Of course the difference between the way Linux and Windows sets the environment variable can lead to incompatibility if a team is working on a project from both operating systems. There are a few ways to handle this. You could use a script or module such as cross-env that tries to determine what operating system the program is running on before running the command, or you could have different npm scripts to use for each operating system and leave it up to the developers to remember which to use. Both ways are valid, but how would we go about creating alternate npm scripts that do similar things for different contexts?
Arbitrary Scripts
Luckily npm provides a built in way to do this already by allowing us define our own custom arbitrary scripts. We can name these scripts whatever we want and npm will still run them exactly as we expect.
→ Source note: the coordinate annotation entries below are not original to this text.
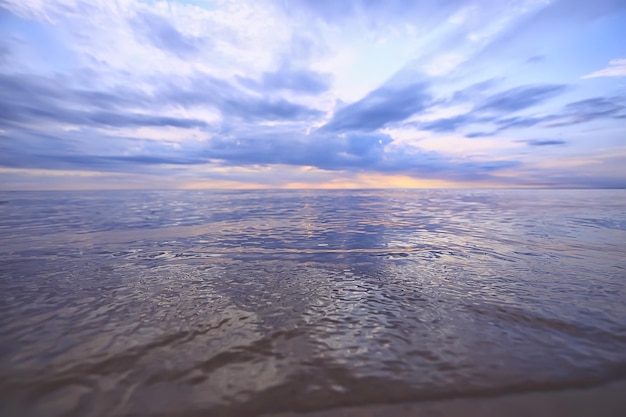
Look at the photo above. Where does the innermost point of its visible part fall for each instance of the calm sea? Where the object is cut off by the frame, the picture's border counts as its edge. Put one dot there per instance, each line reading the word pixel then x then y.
pixel 249 302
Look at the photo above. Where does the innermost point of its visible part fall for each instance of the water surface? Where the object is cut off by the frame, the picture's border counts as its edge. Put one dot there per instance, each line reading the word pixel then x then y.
pixel 243 303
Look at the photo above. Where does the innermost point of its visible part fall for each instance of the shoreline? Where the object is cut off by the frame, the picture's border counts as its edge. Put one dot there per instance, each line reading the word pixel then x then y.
pixel 605 400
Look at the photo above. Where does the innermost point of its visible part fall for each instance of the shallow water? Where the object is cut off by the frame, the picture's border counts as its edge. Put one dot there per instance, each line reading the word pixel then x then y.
pixel 243 303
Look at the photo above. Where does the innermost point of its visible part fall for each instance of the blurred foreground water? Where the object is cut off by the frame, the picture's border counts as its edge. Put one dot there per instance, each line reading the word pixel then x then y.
pixel 248 302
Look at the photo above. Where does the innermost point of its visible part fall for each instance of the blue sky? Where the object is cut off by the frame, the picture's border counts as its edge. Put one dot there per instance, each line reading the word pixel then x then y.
pixel 312 94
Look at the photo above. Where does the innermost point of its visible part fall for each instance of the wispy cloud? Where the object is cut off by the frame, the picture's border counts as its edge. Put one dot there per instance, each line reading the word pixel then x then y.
pixel 616 68
pixel 275 91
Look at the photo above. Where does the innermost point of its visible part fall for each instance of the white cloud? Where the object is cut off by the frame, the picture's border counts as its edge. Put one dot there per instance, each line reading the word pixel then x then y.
pixel 616 68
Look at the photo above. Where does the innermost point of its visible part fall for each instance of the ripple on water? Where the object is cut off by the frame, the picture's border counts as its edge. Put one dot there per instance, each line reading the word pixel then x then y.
pixel 240 303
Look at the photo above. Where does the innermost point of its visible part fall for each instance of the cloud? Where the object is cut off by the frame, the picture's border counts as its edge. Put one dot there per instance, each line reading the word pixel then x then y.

It will still attempt to run all lifecycle variations of the script when triggered, by prepending “pre” and “post” to the name provided. This allows us to have any amount of custom scripts we can use while developing. There’s only one key difference and that is in the way we trigger the script from the command line.
Where for every natively supported npm script we type npm <script-name>, to trigger an arbitrary script we need to use npm run <script-name>. That’s the only difference. If we needed a modified start script for Linux users to work with we could create a script that omits the SET command from the start script and name it whatever we choose.
And if we wanted to have a custom script for launching a local MongoDB instance, we could simply do something like this:
{ "scripts": { "start": "SET Node_ENV=development& node server.js", "mongo": "mongod --dbpath=./pathToDatabase/db" } } 
Now we can use npm run mongo to launch the database.
Arbitrary scripts are great for triggering different sequences of commands at will. Take for example:
{ "scripts": { "test": "mocha", "start": "SET Node_ENV=development& node server.js", "mongo": "mongod --dbpath=./pathToDatabase/db", "launch": "npm test && npm run mongo && npm start", } } 
Here we have a launch script which triggers our test, mongo, and start scripts in that order. We can also utilize packages such as concurrently in our scripts to run actions simultaneously.
{ "scripts": { "start": "concurrently \"node grip.js bacon\" \"node bite.js bacon\"" } } 
Final Thoughts
Hopefully reading this has given you some ideas on how you can make use of npm scripts to assist your development workflow! I personally prefer to have my start script trigger a production environment and create an arbitrary dev script to trigger a development environment. This way I don’t need to alter anything else in the package.json to switch back to production mode when I’m ready, it’s as simple as using npm start.